To convert this file to on_teaching_mathematics.html I run pandocomatic:

pandocomatic -i on_teaching_maths.md

With just two extra lines in a metadata block I can tell pandocomatic what template to use when converting a file. You can also use multiple templates in a document, for example to convert a markdown file to both HTML and PDF. Adding file-specific pandoc options to the conversion process is as easy as adding a pandoc property with those options to the pandocomatic_ metadata property in the source file like I did with the output property in the example above.

Once I had written a number of related documents this way, it was a small step to enable pandocomatic to convert directories as well. Just like that, pandocomatic can be used as a static site generator!

Pandocomatic is free software; pandocomatic is released under the GPLv3. You find pandocomatic’s source code on github.

Installation

Pandocomatic is a Ruby program and can be installed through RubyGems as follows:

gem install pandocomatic

This will install pandocomatic and paru, a Ruby wrapper around pandoc. To use pandocomatic, you also need a working pandoc installation. See pandoc’s installation guide for more information about installing pandoc.
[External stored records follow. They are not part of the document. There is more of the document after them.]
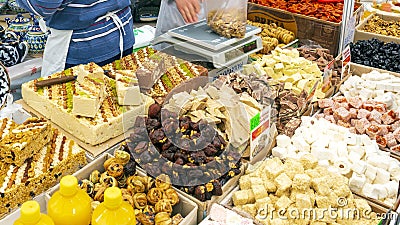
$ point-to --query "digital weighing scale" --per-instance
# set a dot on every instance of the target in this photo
(197, 42)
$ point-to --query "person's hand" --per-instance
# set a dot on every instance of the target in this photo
(189, 9)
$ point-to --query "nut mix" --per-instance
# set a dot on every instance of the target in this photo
(152, 199)
(380, 26)
(322, 57)
(272, 36)
(325, 11)
(200, 173)
(229, 23)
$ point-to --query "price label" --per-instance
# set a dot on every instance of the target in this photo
(346, 57)
(259, 131)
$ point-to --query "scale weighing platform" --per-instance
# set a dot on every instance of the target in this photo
(198, 39)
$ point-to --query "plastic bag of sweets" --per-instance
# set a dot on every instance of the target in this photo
(227, 18)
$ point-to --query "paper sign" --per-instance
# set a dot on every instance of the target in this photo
(259, 131)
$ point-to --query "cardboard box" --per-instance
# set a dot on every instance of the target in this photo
(360, 34)
(186, 207)
(325, 33)
(204, 207)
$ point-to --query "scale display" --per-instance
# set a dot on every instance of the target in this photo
(201, 34)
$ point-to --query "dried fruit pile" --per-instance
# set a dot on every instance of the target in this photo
(165, 147)
(377, 54)
(326, 11)
(385, 27)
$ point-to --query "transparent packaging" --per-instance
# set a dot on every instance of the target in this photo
(227, 18)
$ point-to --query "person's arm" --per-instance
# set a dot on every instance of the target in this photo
(40, 7)
(189, 9)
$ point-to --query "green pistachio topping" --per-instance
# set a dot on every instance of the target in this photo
(167, 82)
(186, 70)
(70, 94)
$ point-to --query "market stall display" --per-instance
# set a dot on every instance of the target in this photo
(374, 86)
(372, 173)
(380, 26)
(277, 192)
(90, 124)
(158, 72)
(159, 149)
(185, 144)
(286, 66)
(230, 112)
(220, 215)
(273, 36)
(227, 18)
(325, 11)
(364, 117)
(23, 175)
(4, 85)
(377, 54)
(148, 196)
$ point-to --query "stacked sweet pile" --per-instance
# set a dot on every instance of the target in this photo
(286, 66)
(230, 112)
(372, 172)
(163, 72)
(33, 156)
(272, 36)
(193, 154)
(220, 215)
(152, 199)
(364, 117)
(276, 192)
(88, 106)
(376, 86)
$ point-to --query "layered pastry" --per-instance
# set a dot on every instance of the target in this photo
(55, 102)
(127, 85)
(24, 141)
(61, 156)
(5, 126)
(89, 70)
(88, 95)
(164, 71)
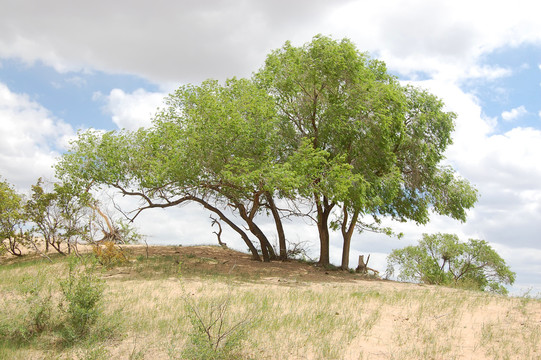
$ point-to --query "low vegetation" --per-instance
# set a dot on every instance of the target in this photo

You can also build and install the latest version yourself by running the following commands:

cd /directory/you/downloaded/the/gem/to
docker image build --tag pandocomatic:dev .
docker container run --rm -it --volume $(pwd):/home/pandocomatic-user pandocomatic:dev bundle exec rake build
gem install pkg/pandocomatic-2.0.1.gem

You only have to do the second step one time. Once you’ve created a docker image, you can reuse it as is until Dockerfile changes.

Examples

Convert a single file

Convert hello.md to hello.html according to the configuration in pandocomatic.yaml:

pandocomatic --config pandocomatic.yaml -o hello.html -i hello.md

Convert a directory

Generate a static site using data directory assets, but only convert files that have been updated since the last time pandocomatic has been run:

pandocomatic --data-dir assets/ -o website/ -i source/ -m

Generating pandocomatic’s manual and README files

Generate the markdown files for pandocomatic’s manual and its github repository README:

git clone https://github.com/htdebeer/pandocomatic.git
cd documentation
pandocomatic -d data-dir -c config.yaml -i README.md -o ../README.md
pandocomatic -d data-dir -c config.yaml -i manual.md -o ../index.md

Be careful to not overwrite the input file with the output file! I would suggest using different names for both, or different directories. Looking more closely to the pandocomatic configuration file config.yaml, we see it contains one template, mddoc:

 templates:
   mddoc:
     pandoc:
       from: markdown
       to: markdown
       standalone: true
       filter: 
       - filters/insert_document.rb
       - filters/insert_code_block.rb
       - filters/remove_pandocomatic_metadata.rb
       - filters/insert_pandocomatic_version.rb
   indexdoc:
       extends: mddoc
       postprocessors: ['postprocessors/setup_for_website.rb']

The mddoc template tells pandocomatic to convert a markdown file to a standalone markdown file using three filters: insert_document.rb, insert_code_block.rb, and remove_pandocomatic_metadata.rb. The first two filters allow you to include another markdown file or to include a source code file (see the README listing below). The last filter removes the pandocomatic metadata block from the file so the settings in it do not interfere when, later on, manual.md is converted to HTML. These filters are located in the filters subdirectory in the specified data directory data-dir.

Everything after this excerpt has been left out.